After unprecedented spending in the Denver school board election, Colorado lawmakers are considering limits on how much money donors can give to school board candidates.
But the legislation, which a House committee passed Thursday, won’t affect spending by independent expenditure committees or prevent wealthy candidates from funding their own campaigns.
While individual candidates sometimes receive substantial contributions, the importance of candidate spending in recent school board elections has declined, as independent expenditure committees that don’t have to disclose their donors have poured money into races. Last fall one candidate, Scott Baldermann, spent more than $300,000 of his own money and defeated two opponents.
U.S. Supreme Court cases protect these types of spending, which were responsible for making the 2019 Denver Public Schools board election the most expensive in the district’s history. Total spending by candidates and committees exceeded $2 million.

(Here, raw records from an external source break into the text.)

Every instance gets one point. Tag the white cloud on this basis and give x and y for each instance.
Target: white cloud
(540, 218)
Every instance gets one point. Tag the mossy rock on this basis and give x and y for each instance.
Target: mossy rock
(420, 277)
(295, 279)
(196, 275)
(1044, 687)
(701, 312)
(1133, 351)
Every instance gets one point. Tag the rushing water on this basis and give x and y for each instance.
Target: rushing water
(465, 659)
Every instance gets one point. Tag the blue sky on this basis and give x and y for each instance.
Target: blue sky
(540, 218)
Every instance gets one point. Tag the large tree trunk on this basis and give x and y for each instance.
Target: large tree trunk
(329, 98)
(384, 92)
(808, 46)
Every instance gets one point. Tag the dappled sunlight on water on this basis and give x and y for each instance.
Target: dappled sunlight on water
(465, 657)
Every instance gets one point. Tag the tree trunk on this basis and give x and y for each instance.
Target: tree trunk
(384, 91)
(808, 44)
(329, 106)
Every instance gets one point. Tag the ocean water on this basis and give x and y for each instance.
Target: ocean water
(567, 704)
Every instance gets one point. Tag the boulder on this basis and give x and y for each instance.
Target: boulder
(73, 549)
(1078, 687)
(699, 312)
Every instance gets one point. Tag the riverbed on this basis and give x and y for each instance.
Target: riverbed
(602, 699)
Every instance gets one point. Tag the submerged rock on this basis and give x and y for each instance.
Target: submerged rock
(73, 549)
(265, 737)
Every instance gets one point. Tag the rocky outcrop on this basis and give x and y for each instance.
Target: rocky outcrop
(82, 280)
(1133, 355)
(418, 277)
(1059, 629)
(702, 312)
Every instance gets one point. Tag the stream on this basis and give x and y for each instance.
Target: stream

Given those limitations, it’s unclear what the long-term effect of this bill could be.
Nonetheless, proponents said limiting individual contributions is a common-sense first step toward reducing the influence of money in politics.
“I believe contribution limits are important for the integrity of our election process,” said state Rep. Emily Sirota, a Denver Democrat and sponsor of the bill. “It avoids even the appearance of impropriety.”
The legislation would limit individual donors to $2,500 per election cycle and small donor committees, such as that used by the Denver teachers union, to $25,000.
These limits mirror ones placed on donors to candidates for county office last year.
Right now, state law places no limits on how much an individual donor can give to a school board candidate. In the most recent school board election, candidates who were more supportive of education reform policies received numerous individual donations as high as $10,000.
Even the $2,500 limit is generous under Colorado law. Donors to candidates for statewide offices like governor or treasurer are limited to $575 per election cycle, and donors to state legislature candidates cannot give more than $200. Small donor committees are limited to $6,125 for statewide offices and $2,425 for legislative races.
Amanda Gonzalez, executive director of Common Cause, an advocacy group that supports campaign finance limitations, said that ideally the limits for school board election would be even lower than those in the bill.
“Too much money in politics creates the risk, the appearance, and sometimes the reality of undue influence,” she said. “It also creates an uneven playing field in which not all voices are heard.”
Colorado school board elections have become increasingly expensive, not just in Denver but also in districts like Douglas County and Jefferson County, as ideological battles over vouchers, curriculum, and education reform drew national interest.
Previous efforts to limit spending in school board elections were defeated in 2016 and 2018.
Money does not always determine the outcome of school board elections. In the most recent Denver race, Tay Anderson won the at-large race despite being significantly outspent by Alexis Menocal Harrigan, who had the backing of independent expenditure committees associated with education reform. In Jefferson County, Susan Miller defeated a union-backed candidate, Joan Chávez-Lee, who had a huge fundraising advantage.
But as in all elections, money certainly helps — or people wouldn’t bother to spend it.
Radhika Nath, who lost in a three-way race with union-endorsed candidate Baldermann and reform-backed candidate Diana Romero Campbell, told lawmakers that the money spent by other candidates ultimately had a chilling effect on her potential donors, who became skeptical she could prevail.
Independent expenditure committees spent a collective $1.16 million in the 2019 Denver school board race, with the vast majority of that coming from groups associated with education reform.
Asked if limits on individual donations might inadvertently increase the influence of these committees, Sirota said she didn’t think there would be much change.
“What we have seen is in a post-Citizens United world, we cannot limit them,” she said, referring to the Supreme Court decision that opened the door to unlimited spending by these committees. “They already play such an outsized role that I don’t see this making it worse.”